Definition for Singly-Linked List

class ListNode:
    def __init__(self, x):
        self.val = x
        self.next = None

Solution

All the following solutions achieve a linear time complexity and constant space complexity.

Add by ints

Please refer to the next solution for the dummy head approach to avoid the do part before while loop.

Complexity

time: $O(\max(m,n))$
space: $O(\max(m,n))$

where m is the number of nodes in l1 and n is the number of nodes in l2.

def addTwoNumbers(self, l1: ListNode, l2: ListNode) -> ListNode:
    sum = 0
    power = 1

    # calculate int `sum` by int addition
    while l1 or l2:
        l1_val = l1.val if l1!=None else 0
        l2_val = l2.val if l2!=None else 0
        sum += l1_val*power + l2_val*power
        power *= 10
        l1 = l1.next if l1!=None else None
        l2 = l2.next if l2!=None else None

    # transform sum from int to ListNode
    ln = ListNode(sum%10)
    sum = sum//10
    end = ln

    # construct ListNode `ln` w/ int modulus
    while sum:
        node = ListNode(sum%10)
        sum = sum//10
        end.next = node
        end = end.next
    return ln

The if {foo} != None then {bar} thing looks quite ugly. A while loop with 2 if statements is cleaner.

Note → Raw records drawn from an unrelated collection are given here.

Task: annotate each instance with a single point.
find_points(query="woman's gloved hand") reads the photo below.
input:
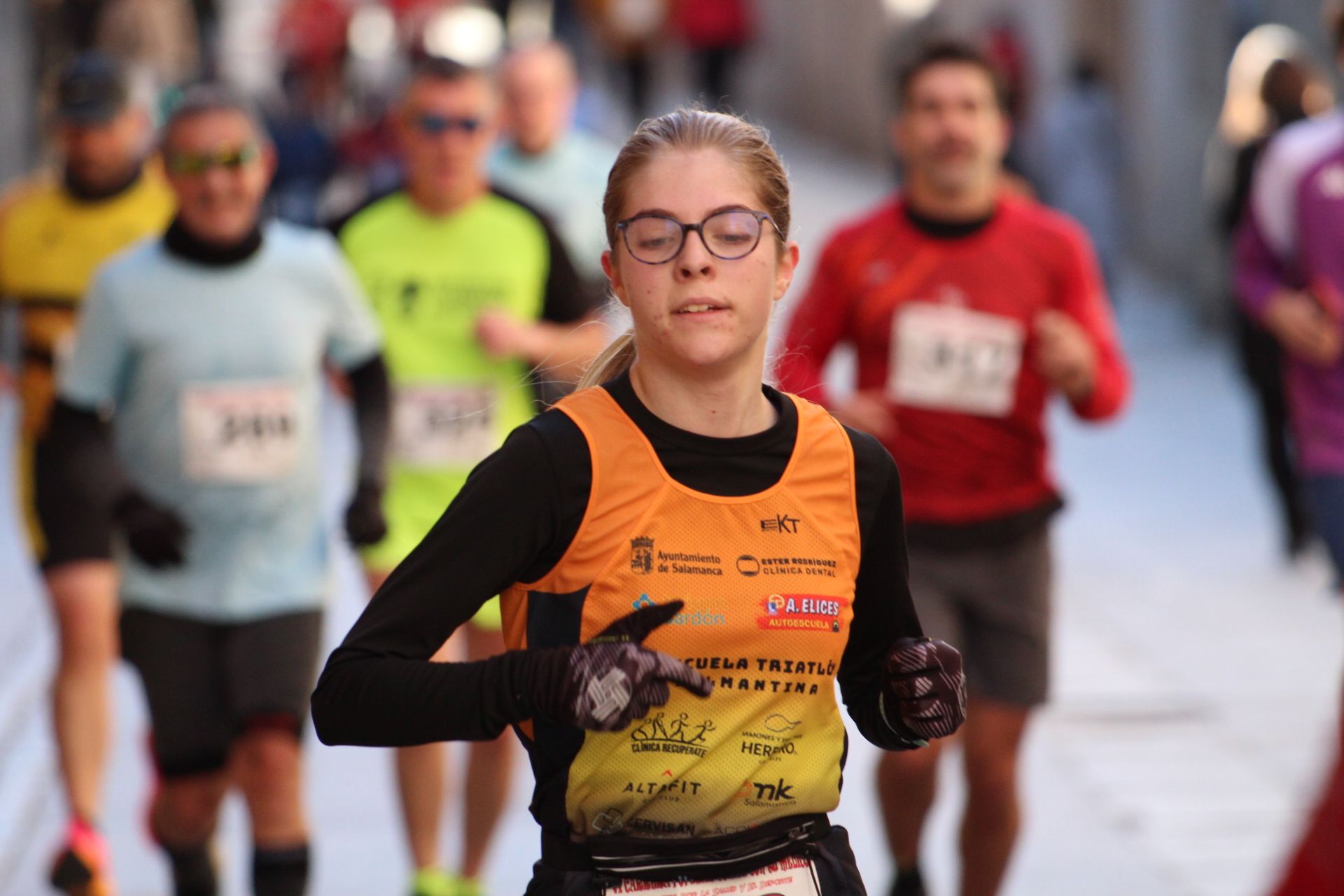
(612, 680)
(926, 687)
(365, 520)
(155, 533)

def addTwoNumbers(self, l1: ListNode, l2: ListNode) -> ListNode:
    dummy = end = ListNode(0)
    next_val = carry = 0
    while l1 or l2 or carry:
        next_sum = carry
        if l1:
            next_sum += l1.val
            l1 = l1.next
        if l2:
            next_sum += l2.val
            l2 = l2.next
        carry, next_val = divmod(next_sum, 10)
        end.next = ListNode(next_val)
        end = end.next
    return dummy.next

DIY ListNode Adder

Rather than adding by ints, we could DIY a ListNode adder to achieve simpler code (avoid the 2nd while loop and used the dummy head instead of do before while loop).

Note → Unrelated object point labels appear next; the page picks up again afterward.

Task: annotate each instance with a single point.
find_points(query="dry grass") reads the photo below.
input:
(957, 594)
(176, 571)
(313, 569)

def addTwoNumbers(self, l1: ListNode, l2: ListNode) -> ListNode:
    dummy = end = ListNode(0)
    sum = 0
    carry = 0

    while l1 or l2 or carry:
        l1_val = l1.val if l1!=None else 0
        l2_val = l2.val if l2!=None else 0
        sum = l1_val + l2_val + carry
        end.next = ListNode(sum%10)
        carry = sum//10
        end = end.next
        l1 = l1.next if l1!=None else None
        l2 = l2.next if l2!=None else None

    return dummy.next